The Cuckoo's Calling(128)



“The day before she died,” said Strike, “Landry met Rochelle for fifteen minutes in that shop in Notting Hill. She dragged Rochelle straight into a changing cubicle, where she made a telephone call begging somebody to meet her at her flat in the early hours of the following morning. That call was overheard by an assistant at the shop; she was in the next cubicle; they’re separated by a curtain. Girl called Mel, red hair and tattoos.”

“People will spout any amount of shit when there’s a celebrity involved,” said Carver.

“If Landry phoned anyone from that cubicle,” said Wardle, “it was Duffield, or her uncle. Her phone records show they were the only people she called, all afternoon.”

“Why did she want Rochelle there when she made the call?” asked Strike. “Why drag her friend into the cubicle with her?”

“Women do that stuff,” said Carver. “They piss in herds, too.”

“Use your f*cking intelligence: she was making the call on Rochelle’s phone,” said Strike, exasperated. “She’d tested everyone she knew to try and see who was talking to the press about her. Rochelle was the only one who kept her mouth shut. She established that the girl was trustworthy, bought her a mobile, registered it in Rochelle’s name but took care of all the charges. She’d had her own phone hacked, hadn’t she? She was getting paranoid about people listening in and reporting on her, so she bought a Nokia and registered it to somebody else, to give herself a totally secure means of communication when she wanted it.

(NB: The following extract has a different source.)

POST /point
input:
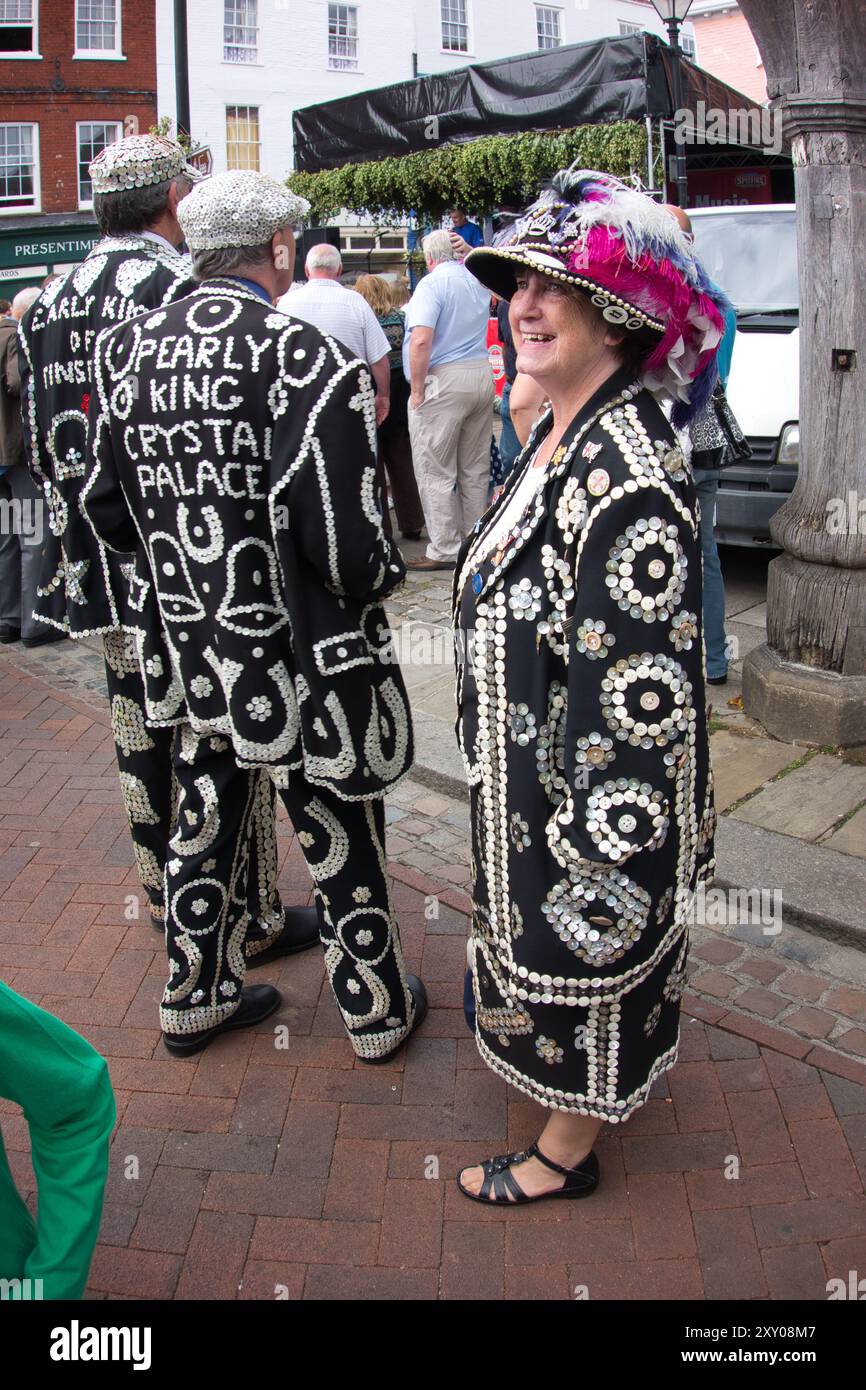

“I grant you, that doesn’t necessarily rule out her uncle, or Duffield, because calling them on the alternative number might have been a signal they’d organized between them. Alternatively, she was using Rochelle’s number to speak to somebody else; someone she didn’t want the press to know about. I’ve got Rochelle’s mobile number. Find out what network she was with and you’ll be able to check all this. The unit itself is a crystal-covered pink Nokia, but you won’t find that.”

“Yeah, because it’s at the bottom of the Thames,” said Wardle.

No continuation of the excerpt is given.